Another in-laws thread

Re: Another in-laws thread

While you see them as jaahil, who knows, they might view you as being condescending or proud. Try to create an understanding.

Maybe you should try giving subtle messages... for example... if you hear them making weird blowing noises in the bathroom, ask them if everything is ok, because you're concerned after hearing loud noise. This will make them ask themselves- "hmm, was the noise really that loud?" in addition to, "wah, she's actually concerned."

Or... if they walk on the carpet with their shoes on, say, "Oh, you don't have to wear shoes, the carpet isn't dirty. Feel easy and walk barefoot, we do it."

When you are expected to make 3 rotis per person... take one of the female extended family members and be like, "do you want to help me in the kitchen? I could use the company, then I'll finish faster and also be able to spend more time at the table with you all."

It sounds cheesy, but they are subtle yet caring messages. It's best to give those, then stay completely quiet and eventually run out of patience, leading to a big fight. Ask your husband to encourage the relatives to help you in the kitchen... otherwise, tell him you can't cook so much and will have to spend money on outside food.

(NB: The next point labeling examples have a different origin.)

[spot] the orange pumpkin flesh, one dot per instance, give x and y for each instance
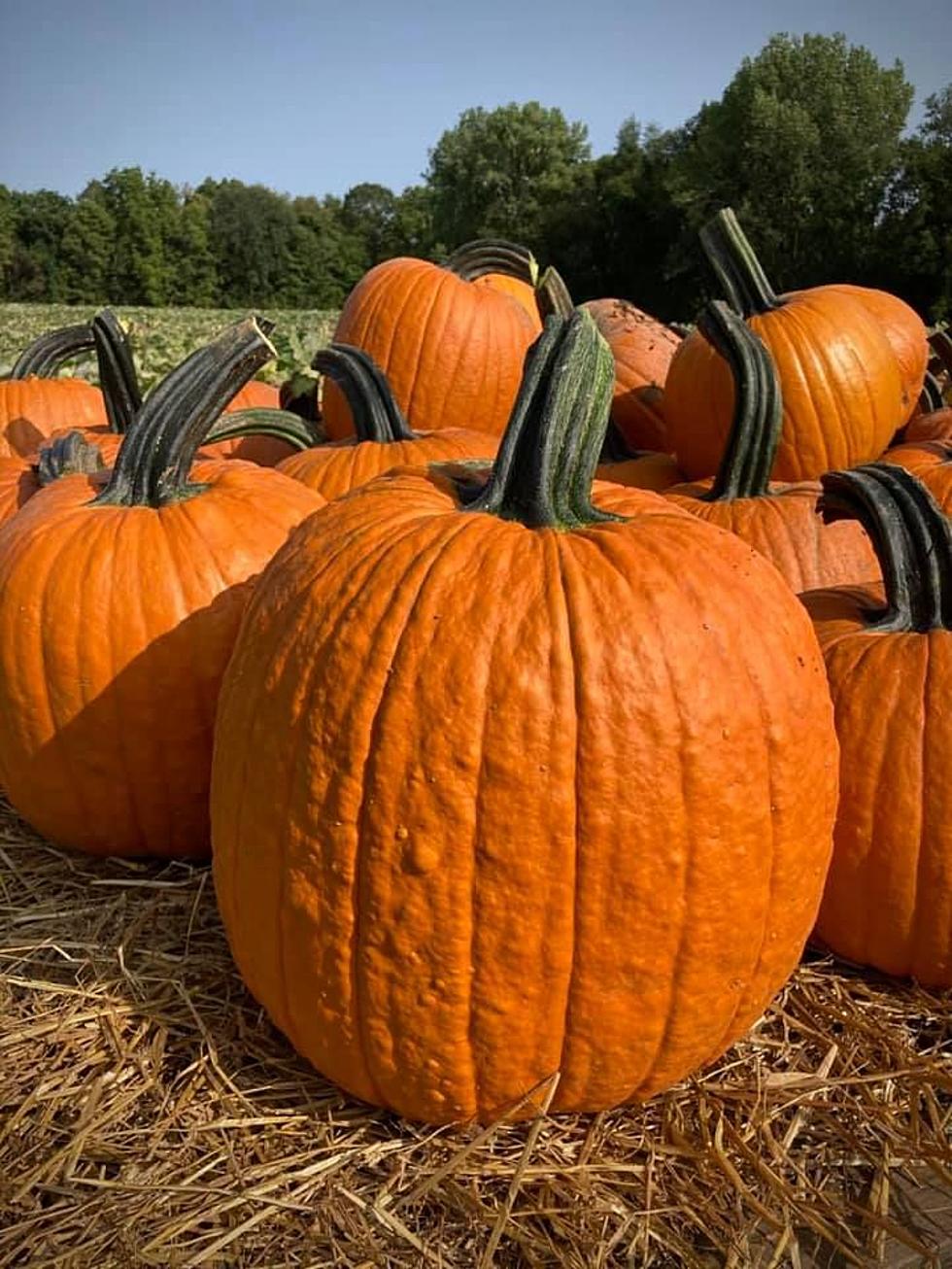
(843, 394)
(889, 895)
(525, 787)
(384, 440)
(33, 405)
(119, 603)
(777, 519)
(642, 349)
(451, 348)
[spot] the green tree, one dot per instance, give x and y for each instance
(87, 244)
(802, 145)
(497, 171)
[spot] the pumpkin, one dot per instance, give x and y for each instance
(384, 439)
(120, 596)
(777, 519)
(448, 339)
(889, 895)
(516, 789)
(642, 349)
(843, 394)
(33, 405)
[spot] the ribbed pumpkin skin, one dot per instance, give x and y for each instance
(516, 803)
(935, 426)
(451, 349)
(336, 468)
(889, 894)
(34, 407)
(786, 528)
(655, 472)
(642, 349)
(116, 626)
(904, 328)
(843, 396)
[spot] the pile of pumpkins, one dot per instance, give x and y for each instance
(529, 746)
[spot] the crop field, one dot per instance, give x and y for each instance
(162, 336)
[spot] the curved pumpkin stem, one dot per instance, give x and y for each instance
(758, 406)
(911, 538)
(281, 424)
(117, 372)
(546, 463)
(153, 460)
(476, 259)
(736, 266)
(48, 353)
(376, 414)
(69, 455)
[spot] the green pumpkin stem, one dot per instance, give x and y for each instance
(547, 460)
(735, 265)
(155, 457)
(117, 372)
(46, 355)
(931, 397)
(69, 455)
(375, 413)
(910, 535)
(476, 259)
(758, 406)
(281, 424)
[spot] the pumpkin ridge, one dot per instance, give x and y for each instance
(358, 1004)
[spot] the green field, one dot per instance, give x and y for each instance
(162, 336)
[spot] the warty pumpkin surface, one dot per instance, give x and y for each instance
(119, 601)
(889, 659)
(843, 394)
(382, 439)
(776, 518)
(514, 787)
(451, 348)
(33, 403)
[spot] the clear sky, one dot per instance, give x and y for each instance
(313, 96)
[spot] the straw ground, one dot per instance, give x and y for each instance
(152, 1115)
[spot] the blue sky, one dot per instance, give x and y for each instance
(313, 96)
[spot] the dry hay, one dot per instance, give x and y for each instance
(152, 1115)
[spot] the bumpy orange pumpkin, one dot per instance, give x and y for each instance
(119, 601)
(889, 658)
(518, 788)
(642, 349)
(777, 519)
(451, 347)
(843, 393)
(384, 439)
(33, 405)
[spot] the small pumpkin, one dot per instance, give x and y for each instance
(384, 439)
(642, 349)
(776, 518)
(888, 650)
(451, 339)
(33, 403)
(474, 740)
(120, 594)
(843, 393)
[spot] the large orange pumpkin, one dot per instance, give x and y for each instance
(843, 393)
(450, 339)
(777, 519)
(119, 600)
(642, 349)
(889, 895)
(33, 405)
(384, 439)
(517, 789)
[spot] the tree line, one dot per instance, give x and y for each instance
(807, 144)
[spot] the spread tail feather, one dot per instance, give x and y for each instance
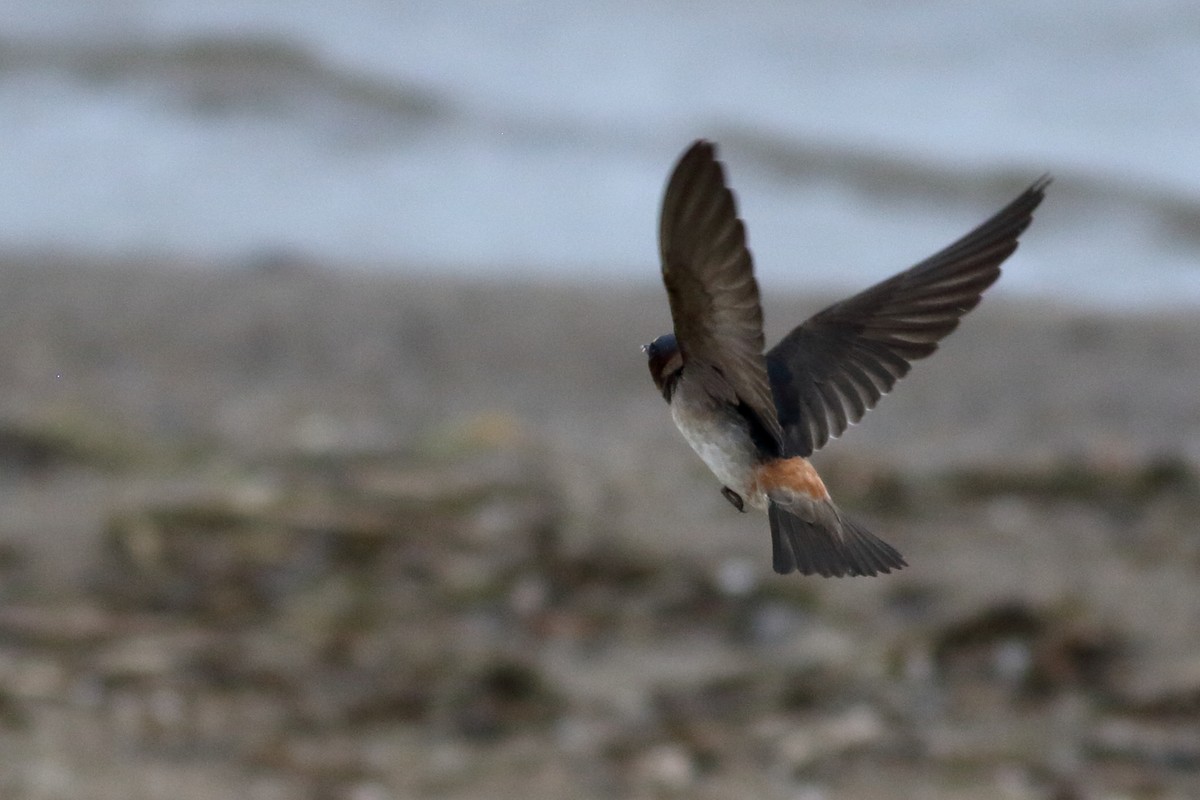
(832, 546)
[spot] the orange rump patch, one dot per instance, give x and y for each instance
(795, 474)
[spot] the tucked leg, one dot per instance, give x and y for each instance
(733, 498)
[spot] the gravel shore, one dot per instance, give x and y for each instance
(285, 533)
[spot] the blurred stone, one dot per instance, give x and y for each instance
(808, 744)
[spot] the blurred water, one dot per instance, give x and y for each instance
(535, 138)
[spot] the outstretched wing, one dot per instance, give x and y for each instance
(835, 366)
(709, 278)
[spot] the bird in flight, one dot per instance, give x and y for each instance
(755, 417)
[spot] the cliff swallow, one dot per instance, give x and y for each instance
(755, 417)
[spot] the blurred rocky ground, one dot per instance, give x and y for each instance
(280, 533)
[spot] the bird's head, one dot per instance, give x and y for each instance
(665, 361)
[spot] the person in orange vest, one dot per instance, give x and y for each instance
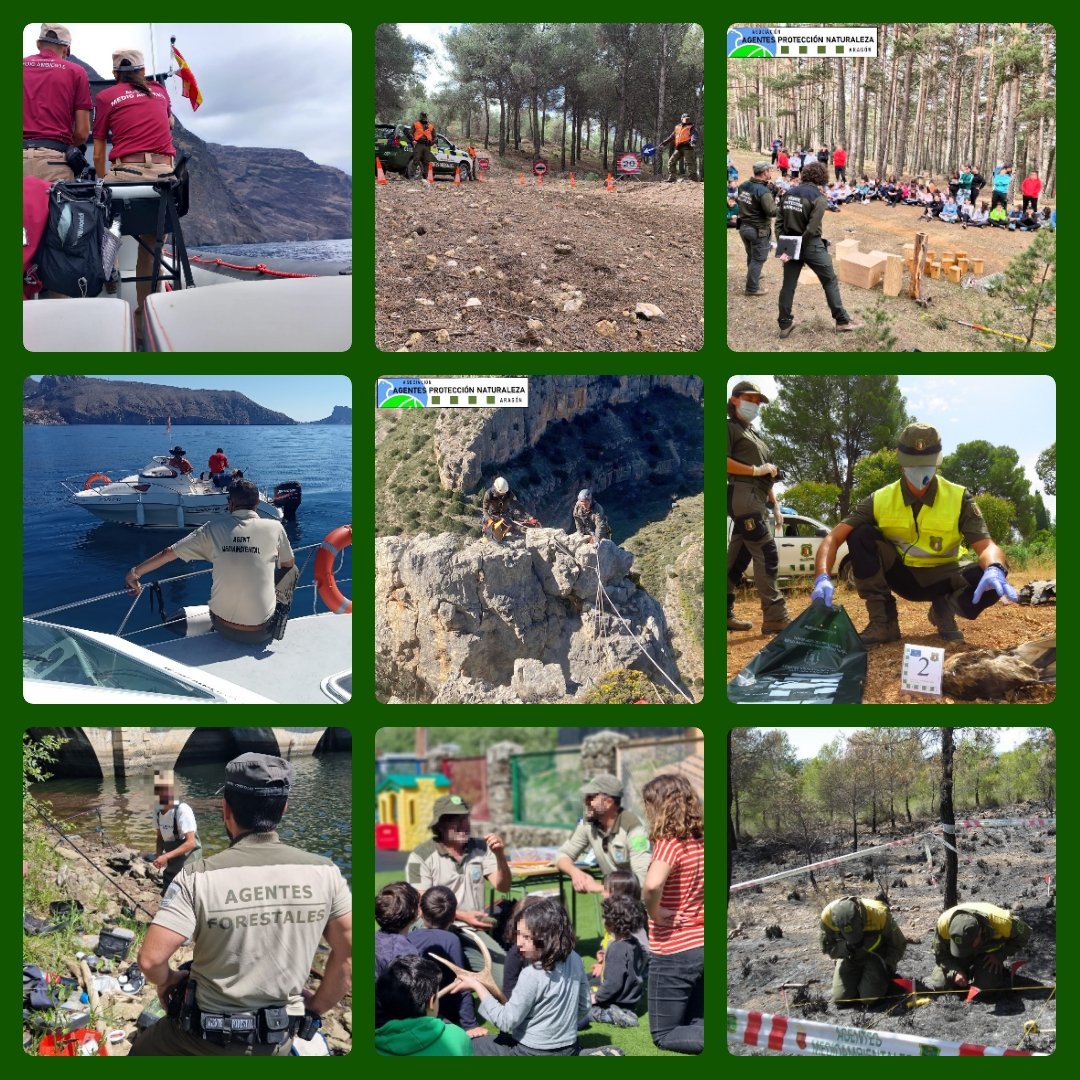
(684, 140)
(423, 139)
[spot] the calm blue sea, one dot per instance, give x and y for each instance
(69, 555)
(329, 251)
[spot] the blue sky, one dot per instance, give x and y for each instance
(1016, 410)
(300, 396)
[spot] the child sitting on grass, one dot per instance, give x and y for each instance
(406, 998)
(625, 963)
(396, 907)
(439, 907)
(551, 996)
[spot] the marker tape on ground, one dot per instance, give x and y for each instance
(792, 1036)
(908, 841)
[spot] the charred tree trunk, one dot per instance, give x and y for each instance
(948, 821)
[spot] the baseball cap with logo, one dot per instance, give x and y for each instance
(446, 806)
(962, 931)
(919, 445)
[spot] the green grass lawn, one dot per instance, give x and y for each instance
(635, 1041)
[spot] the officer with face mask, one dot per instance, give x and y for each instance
(905, 539)
(751, 507)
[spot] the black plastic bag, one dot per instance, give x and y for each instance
(817, 660)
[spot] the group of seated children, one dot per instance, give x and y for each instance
(549, 998)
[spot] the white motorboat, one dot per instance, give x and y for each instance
(160, 497)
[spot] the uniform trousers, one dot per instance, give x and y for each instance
(815, 256)
(756, 241)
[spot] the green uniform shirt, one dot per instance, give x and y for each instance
(747, 446)
(625, 846)
(256, 913)
(432, 863)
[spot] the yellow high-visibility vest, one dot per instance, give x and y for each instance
(931, 540)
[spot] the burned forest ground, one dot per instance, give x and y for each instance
(1002, 866)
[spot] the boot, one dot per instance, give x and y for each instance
(942, 615)
(883, 625)
(734, 623)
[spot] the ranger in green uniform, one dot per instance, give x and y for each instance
(756, 210)
(905, 539)
(801, 211)
(750, 498)
(256, 913)
(617, 836)
(971, 943)
(866, 944)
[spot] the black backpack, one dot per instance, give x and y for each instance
(69, 256)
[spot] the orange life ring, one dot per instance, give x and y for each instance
(336, 541)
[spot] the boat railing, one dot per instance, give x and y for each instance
(181, 577)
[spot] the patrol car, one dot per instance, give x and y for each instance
(393, 144)
(797, 542)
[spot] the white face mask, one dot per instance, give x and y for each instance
(920, 475)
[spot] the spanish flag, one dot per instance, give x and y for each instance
(187, 77)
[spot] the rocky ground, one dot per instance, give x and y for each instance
(498, 267)
(1003, 866)
(78, 880)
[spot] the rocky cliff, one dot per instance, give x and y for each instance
(470, 442)
(76, 399)
(485, 623)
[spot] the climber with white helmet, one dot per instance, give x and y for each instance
(589, 517)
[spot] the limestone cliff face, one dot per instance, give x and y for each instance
(470, 443)
(486, 623)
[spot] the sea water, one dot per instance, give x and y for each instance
(70, 555)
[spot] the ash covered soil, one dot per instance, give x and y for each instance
(554, 269)
(1002, 866)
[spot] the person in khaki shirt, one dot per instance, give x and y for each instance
(617, 836)
(254, 567)
(461, 862)
(256, 913)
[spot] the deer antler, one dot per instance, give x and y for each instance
(483, 976)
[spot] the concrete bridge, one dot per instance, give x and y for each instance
(120, 752)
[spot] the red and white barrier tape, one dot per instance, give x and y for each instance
(793, 1036)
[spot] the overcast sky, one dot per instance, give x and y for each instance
(808, 741)
(1016, 410)
(265, 84)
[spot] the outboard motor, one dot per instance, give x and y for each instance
(286, 496)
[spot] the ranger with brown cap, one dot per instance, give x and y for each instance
(905, 539)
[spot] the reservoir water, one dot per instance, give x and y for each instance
(319, 818)
(69, 555)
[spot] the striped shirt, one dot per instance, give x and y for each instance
(685, 893)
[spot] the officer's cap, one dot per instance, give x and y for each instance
(847, 916)
(747, 388)
(55, 34)
(919, 445)
(962, 930)
(258, 774)
(127, 59)
(446, 806)
(603, 783)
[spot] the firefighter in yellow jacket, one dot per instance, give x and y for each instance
(971, 944)
(905, 539)
(866, 944)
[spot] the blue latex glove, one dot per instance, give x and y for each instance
(994, 578)
(823, 590)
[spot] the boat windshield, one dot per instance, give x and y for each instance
(54, 655)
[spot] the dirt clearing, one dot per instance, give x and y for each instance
(548, 268)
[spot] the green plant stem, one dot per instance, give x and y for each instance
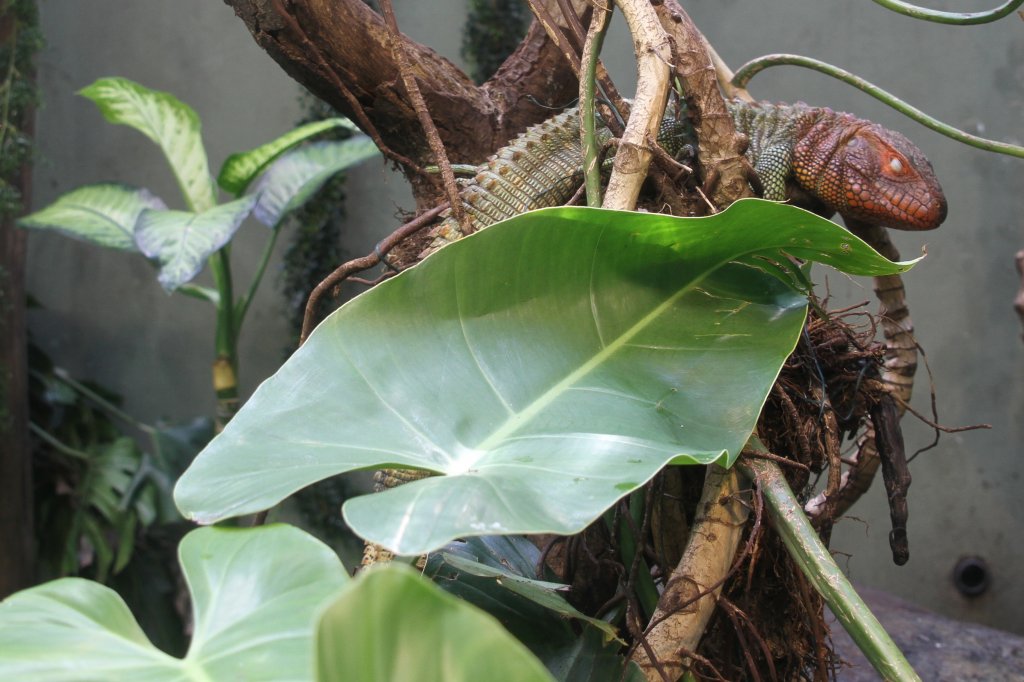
(225, 366)
(749, 70)
(960, 18)
(588, 132)
(646, 590)
(242, 307)
(817, 564)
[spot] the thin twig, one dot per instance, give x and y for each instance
(420, 107)
(554, 33)
(359, 264)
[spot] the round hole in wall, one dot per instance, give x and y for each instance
(972, 576)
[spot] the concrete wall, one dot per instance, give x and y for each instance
(105, 318)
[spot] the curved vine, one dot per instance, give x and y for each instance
(958, 18)
(754, 67)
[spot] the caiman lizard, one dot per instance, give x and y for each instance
(828, 161)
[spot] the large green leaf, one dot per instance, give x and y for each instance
(242, 168)
(167, 121)
(292, 179)
(540, 624)
(394, 626)
(547, 366)
(103, 214)
(181, 242)
(256, 594)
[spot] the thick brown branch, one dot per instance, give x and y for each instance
(351, 47)
(721, 150)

Think about it this way... you have to adjust and tolerate them, but they have to do the same for you if you stay at their home in the pind. If you go to their home and don't wear shoes, they might tell you to wear shoes. They might find it weird that you don't eat as much and arrange for food that you like. You don't want them to think that you're looking down on them, internally they probably feel low class compared to you anyways.

Btw, the pind isn't that bad, it's got culture.